うどん

親切なクムジャさんのうどんのレビュー・感想・評価

親切なクムジャさん(2005年製作の映画)
3.5
昨年初めてパク・チャヌク作品を見て以来、ずっと気になっていた作品。

重くて悲しくて、嫌な気分にもなるのに、物語運び、「画」のつくり、イ・ヨンエに最後まで魅入ってしまう。

初めて見た韓ドラは「チャングムの誓い」で、小学生ながら主演のイ・ヨンエの美貌にうっとりとした。そんな彼女の今作での演技を楽しみにしていたが、圧倒された。凄まじいものを見てしまった。

刑務所にいる時と出所した時のキャラの変わり様に笑った。西洋絵画では聖人の頭の周囲に円環を描くことで「聖人」に見せていたそうだが、刑務所のクムジャさんにもまばゆい円環があった。対して、出所後は赤いアイシャドウ、高笑いのクムジャさんとなり、復讐計画を進めるその姿に魅入った。

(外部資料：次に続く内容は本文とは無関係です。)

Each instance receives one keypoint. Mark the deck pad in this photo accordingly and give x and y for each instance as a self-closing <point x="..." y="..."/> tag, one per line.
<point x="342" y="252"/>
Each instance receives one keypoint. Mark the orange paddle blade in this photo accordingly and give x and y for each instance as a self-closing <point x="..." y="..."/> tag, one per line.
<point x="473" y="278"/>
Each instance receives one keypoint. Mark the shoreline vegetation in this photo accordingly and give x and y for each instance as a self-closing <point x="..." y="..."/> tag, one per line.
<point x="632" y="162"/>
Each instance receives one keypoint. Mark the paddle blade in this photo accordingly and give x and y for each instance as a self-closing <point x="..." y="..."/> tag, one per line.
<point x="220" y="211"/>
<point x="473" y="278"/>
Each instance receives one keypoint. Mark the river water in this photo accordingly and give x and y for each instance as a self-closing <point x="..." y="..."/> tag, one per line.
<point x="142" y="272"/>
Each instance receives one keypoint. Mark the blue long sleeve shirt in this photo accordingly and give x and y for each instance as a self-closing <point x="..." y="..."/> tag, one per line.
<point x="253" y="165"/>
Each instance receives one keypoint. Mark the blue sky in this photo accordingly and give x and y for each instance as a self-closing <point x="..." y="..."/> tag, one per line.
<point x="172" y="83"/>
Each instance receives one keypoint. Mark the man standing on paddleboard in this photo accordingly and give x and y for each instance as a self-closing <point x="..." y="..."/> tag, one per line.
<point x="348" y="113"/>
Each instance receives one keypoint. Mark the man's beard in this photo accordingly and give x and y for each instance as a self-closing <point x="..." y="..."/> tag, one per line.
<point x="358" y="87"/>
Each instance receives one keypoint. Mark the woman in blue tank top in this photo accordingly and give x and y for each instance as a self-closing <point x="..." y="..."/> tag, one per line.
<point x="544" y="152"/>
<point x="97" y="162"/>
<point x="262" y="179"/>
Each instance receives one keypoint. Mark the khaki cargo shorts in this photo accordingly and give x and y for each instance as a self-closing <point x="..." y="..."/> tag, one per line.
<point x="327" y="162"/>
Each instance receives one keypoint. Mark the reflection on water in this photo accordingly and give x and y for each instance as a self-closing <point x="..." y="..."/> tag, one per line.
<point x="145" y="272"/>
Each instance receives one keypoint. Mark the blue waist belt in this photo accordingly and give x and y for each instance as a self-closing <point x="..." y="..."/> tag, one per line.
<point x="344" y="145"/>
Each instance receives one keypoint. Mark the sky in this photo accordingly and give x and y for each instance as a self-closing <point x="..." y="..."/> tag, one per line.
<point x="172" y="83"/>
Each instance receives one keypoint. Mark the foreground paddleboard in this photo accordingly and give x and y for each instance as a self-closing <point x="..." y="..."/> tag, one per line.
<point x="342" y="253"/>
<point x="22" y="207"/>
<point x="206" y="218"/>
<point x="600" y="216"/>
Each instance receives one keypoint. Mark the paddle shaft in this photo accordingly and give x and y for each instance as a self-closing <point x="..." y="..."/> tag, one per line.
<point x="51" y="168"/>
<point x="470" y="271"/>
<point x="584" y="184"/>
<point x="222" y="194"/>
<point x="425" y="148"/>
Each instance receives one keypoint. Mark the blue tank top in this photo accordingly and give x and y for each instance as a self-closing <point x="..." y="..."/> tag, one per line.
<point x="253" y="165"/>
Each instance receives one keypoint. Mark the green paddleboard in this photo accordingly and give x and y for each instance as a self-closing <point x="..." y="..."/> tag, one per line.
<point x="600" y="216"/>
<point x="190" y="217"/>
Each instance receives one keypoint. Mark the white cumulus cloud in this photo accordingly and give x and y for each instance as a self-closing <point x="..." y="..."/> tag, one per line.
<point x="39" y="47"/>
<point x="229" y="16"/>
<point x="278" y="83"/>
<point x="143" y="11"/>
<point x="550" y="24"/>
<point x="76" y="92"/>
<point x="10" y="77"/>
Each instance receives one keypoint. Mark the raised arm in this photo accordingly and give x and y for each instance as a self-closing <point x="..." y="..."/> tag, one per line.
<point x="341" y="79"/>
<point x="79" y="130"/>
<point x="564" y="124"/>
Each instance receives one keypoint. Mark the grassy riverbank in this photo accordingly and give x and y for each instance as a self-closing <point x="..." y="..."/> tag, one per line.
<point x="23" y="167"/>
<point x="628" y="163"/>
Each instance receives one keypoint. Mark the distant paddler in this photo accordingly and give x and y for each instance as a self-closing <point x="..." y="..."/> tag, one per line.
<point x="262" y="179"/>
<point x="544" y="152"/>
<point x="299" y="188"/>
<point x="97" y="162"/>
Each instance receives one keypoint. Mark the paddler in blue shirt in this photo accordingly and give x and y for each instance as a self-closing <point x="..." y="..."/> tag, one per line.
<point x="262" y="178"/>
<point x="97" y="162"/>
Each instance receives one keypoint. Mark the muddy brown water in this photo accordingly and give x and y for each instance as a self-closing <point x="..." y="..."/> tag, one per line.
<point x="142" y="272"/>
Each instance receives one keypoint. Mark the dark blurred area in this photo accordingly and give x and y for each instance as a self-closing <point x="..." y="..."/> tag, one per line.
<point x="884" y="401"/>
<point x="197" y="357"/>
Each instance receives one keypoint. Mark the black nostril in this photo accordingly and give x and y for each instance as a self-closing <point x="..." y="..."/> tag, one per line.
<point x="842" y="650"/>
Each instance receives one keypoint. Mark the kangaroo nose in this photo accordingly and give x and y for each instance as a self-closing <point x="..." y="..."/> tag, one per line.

クムジャさんという複雑な女性を、バラバラの時間軸や語り手の滑らかさで見せていく、映像で語る「映画」のつくりに、のめり込んだ。こういうつくり、本当に好きです。そして、音楽やそのタイミングも劇的で鳥肌がたちっぱなしだった。

本当にストーリーそのものは重い。救いのなさもある。見つかったビデオ、携帯のストラップ、家族たちの話し合い……。後半になればなるほど、辛さを増していく。ある夜、ある場所で、黒に身を包むクムジャさんの表情が、何とも言えない。
そして真っ白なケーキ。韓国では出所した人に真っ白な豆腐を食べさせる文化があって、それを描いた冒頭と対比をなす最後だった。

印象的だった細かな点を挙げるとキリがないので、ここまでにする。この監督の作品は続けて見るには体力を必要とするが、沼入りしそうです。他作品はまたの機会に。